On 8 August 1912, the following brief report appeared in The Irish Times:
When passing through Henry Street yesterday afternoon…a young woman, whom the crowd regarded as a suffragist was attacked, and a noisy scene followed. She was pursued in the direction of Nelson Pillar, where the police intervened, and saved her from the mob by getting her into a tramcar which was going in the direction of Dalkey. A good deal of excitement was caused, and as the tramcar moved off, a large section of the crowd gave chase…giving vent to their feelings as they ran along.
Trinity College Dublin students goading suffragists, 1914.
Previously on the blog, we’ve looked at the phenomenon of Trinity Monday in the early twentieth century, a day when new Scholars were announced on-campus and Trinity students tended to run amuck around Dublin. Shortly after midday on Trinity Monday in 1914,there were unexpected visitors at the offices of the Women’s Social and Political Union on Clare Street.
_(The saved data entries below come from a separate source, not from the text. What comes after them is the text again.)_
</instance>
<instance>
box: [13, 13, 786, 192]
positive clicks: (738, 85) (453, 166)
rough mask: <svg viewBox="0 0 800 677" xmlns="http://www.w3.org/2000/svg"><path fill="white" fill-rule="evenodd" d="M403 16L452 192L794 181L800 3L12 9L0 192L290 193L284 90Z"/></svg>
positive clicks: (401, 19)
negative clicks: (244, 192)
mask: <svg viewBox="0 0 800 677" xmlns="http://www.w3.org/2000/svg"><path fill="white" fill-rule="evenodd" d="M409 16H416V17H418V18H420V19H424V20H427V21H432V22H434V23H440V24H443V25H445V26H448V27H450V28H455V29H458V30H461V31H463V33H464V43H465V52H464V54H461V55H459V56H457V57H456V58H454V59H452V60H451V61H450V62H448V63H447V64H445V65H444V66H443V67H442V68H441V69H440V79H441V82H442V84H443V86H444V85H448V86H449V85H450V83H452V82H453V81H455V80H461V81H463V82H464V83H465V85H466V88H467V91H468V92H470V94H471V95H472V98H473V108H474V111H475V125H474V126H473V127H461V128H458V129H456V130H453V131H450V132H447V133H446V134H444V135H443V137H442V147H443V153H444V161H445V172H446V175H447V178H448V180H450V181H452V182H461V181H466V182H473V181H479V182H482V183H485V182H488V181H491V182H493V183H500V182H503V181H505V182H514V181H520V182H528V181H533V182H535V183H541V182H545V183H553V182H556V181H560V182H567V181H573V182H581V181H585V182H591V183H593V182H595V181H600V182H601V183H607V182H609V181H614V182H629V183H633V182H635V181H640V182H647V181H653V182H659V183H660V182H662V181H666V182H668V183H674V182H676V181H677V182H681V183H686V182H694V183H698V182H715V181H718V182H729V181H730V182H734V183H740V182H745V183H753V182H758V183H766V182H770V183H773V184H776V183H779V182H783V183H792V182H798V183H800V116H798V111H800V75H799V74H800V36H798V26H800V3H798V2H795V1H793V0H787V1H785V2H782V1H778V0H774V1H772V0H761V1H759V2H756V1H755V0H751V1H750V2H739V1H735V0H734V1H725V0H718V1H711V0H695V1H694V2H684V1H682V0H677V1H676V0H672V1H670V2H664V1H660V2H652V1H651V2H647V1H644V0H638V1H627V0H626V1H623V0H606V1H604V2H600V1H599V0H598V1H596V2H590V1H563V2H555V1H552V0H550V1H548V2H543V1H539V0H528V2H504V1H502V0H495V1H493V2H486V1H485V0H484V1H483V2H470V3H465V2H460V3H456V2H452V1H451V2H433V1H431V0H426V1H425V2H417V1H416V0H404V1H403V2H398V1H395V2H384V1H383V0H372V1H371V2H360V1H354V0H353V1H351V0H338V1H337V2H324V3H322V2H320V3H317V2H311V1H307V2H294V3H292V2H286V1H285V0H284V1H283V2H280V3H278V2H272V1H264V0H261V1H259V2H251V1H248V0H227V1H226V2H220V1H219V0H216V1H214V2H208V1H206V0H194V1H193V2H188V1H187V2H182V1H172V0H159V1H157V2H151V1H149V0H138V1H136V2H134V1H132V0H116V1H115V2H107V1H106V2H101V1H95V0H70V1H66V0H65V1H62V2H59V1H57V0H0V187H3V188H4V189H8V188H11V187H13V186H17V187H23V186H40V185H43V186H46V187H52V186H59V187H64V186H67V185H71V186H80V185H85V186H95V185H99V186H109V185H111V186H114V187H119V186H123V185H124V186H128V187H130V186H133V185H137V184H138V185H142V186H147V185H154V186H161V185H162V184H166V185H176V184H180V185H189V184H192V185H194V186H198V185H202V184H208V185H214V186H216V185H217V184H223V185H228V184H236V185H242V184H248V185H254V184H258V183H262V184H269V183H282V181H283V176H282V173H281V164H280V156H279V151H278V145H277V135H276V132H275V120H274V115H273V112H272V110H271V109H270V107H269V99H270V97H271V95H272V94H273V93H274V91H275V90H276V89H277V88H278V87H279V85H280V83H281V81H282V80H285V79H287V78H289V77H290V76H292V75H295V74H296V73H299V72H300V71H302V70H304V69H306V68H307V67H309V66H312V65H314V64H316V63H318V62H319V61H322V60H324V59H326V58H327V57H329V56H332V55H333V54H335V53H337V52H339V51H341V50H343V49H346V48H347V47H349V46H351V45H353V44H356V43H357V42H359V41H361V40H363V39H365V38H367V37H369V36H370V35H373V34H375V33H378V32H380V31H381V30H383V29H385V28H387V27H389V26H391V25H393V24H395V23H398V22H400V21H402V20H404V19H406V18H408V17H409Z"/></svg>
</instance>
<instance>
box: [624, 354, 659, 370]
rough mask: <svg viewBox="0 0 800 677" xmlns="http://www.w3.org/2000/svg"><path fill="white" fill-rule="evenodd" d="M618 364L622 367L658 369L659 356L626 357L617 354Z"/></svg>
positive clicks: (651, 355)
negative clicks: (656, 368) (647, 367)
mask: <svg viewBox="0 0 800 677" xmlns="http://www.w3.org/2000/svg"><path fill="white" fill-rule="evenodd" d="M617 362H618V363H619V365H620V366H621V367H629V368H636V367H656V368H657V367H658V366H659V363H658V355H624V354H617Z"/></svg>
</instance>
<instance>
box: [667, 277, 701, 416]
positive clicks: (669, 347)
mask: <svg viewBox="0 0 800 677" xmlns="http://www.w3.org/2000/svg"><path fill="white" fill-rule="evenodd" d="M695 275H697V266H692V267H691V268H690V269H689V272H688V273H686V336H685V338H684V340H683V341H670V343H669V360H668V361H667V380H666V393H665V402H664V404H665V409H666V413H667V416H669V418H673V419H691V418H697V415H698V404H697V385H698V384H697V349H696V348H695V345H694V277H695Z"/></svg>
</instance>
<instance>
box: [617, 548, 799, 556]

The Irish Independent reported that “a large number of students arrived here” and that “a number of them bundled papers and banners together and threw them out of the window to a cheering crowd outside.” Not content with this, a political flag belonging to the movement was stolen, which was later carried triumphantly from the building. The students made for the Mansion House, and rushed the building as a delivery was taking place. The Irish Times reported that:
On a landing they found the municipal flag, which owing to the absence of the Lord Mayor from the city was not hoisted on the pole on the house-top. The students tore up the flag, and hoisted the ‘Suffragette’ flag upon the flagpole. For an hour this floated over the Mansion House.